I feel like there should be a lot to say about this, but I am perhaps too exhausted to say it. So, in brief, some months ago (I can’t recall how many) I began to notice some mysterious code within Sword of Moonlight, that I thought must indicate something was removed, to do with playing more than one level at a time. I thought it could be “layers” or a corridor between levels, or both of these things. I looked into it once or twice since. I even felt it may have been a load balancing system.
A month or so ago a person appeared who was working on figuring out the contents of King’s Field II’s disc for the PlayStation. Speaking with them got me to take a look myself, since it’s something I’ve been meaning to do. I wasn’t much help, but I did notice that there is two layers on each of the game’s zones.

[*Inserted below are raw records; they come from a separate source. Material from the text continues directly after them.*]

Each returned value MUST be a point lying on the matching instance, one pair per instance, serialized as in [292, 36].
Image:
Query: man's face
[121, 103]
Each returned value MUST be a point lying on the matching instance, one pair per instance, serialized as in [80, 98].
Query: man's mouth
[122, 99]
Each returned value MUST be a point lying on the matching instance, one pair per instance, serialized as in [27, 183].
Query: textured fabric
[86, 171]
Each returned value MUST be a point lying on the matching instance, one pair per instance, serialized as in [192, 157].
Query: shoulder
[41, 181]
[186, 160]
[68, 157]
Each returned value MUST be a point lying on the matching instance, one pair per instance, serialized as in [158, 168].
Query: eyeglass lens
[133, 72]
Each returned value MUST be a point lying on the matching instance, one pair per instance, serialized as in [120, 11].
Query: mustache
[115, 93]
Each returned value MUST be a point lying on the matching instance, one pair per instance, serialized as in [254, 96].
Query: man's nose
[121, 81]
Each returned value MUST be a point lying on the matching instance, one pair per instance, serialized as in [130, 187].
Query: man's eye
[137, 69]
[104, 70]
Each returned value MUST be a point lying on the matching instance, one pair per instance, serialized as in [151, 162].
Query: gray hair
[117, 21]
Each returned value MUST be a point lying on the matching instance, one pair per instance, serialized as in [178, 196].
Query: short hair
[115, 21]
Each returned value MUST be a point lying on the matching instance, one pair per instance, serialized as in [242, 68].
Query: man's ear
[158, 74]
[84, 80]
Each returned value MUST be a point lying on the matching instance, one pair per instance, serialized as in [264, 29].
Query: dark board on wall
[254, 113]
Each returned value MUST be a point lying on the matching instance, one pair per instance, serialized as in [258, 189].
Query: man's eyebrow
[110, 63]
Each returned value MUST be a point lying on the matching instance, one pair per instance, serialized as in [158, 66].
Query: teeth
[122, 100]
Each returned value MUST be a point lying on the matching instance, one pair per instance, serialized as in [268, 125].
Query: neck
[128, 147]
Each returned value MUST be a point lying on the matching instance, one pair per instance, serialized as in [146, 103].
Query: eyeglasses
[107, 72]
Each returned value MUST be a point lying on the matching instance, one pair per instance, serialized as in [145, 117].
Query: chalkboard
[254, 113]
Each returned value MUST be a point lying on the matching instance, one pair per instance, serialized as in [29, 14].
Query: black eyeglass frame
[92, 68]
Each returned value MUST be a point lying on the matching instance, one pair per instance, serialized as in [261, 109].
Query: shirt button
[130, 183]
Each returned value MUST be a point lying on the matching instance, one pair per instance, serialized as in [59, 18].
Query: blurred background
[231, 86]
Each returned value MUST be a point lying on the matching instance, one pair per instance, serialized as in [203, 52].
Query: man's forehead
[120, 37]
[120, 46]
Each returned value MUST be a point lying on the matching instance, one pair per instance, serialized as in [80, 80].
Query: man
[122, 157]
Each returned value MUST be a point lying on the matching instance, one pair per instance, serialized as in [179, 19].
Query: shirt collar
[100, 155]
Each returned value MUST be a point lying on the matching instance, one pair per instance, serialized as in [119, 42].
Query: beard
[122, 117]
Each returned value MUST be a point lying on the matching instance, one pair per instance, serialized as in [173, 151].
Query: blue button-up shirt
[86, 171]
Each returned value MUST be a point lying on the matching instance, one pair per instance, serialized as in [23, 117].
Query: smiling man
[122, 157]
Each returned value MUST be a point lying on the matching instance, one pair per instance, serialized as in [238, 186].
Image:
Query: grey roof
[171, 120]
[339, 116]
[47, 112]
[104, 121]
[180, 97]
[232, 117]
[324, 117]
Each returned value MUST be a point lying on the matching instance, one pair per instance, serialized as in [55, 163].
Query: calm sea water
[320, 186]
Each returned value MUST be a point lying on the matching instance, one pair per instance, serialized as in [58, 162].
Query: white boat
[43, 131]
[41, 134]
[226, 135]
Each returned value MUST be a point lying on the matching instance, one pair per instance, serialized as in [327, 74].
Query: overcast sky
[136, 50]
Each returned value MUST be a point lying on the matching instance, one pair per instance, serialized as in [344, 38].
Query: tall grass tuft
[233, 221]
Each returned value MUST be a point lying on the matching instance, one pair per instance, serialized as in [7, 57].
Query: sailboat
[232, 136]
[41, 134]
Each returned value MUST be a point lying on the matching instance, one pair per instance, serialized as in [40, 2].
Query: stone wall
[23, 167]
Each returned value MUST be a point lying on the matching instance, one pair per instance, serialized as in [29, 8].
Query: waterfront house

The other layer is interleaved with the first. I realized that’s the only place it could be, going by the size of the files that remained. That was a few weeks ago or more. Ever since then, I began work on making a layer system available to Sword of Moonlight, starting with its strange code from before.
I didn’t stop at getting the extra layer working, since layers is actually a big deal for Sword of Moonlight! I stopped everything to complete work on it. It also gave me a chance to investigate the MPX file format containing level definitions, and the MapComp program that produces its file format. I had pictured myself doing this at the beginning of the year, in fact, but couldn’t help from getting sidetracked. And so, I was glad to have gotten the year back on track, right on schedule.
By now I know everything there is to know about that code from before. I kept coming across it in different forms time and again. I think I’ve seen every trace of it by now. It was a layer system more or less identical to the newly developed feature. In fact, I used what bits and pieces of it I could, in order to not waste it, and to be able to say that it is a part of Sword of Moonlight having origins in its earlier days with From Software.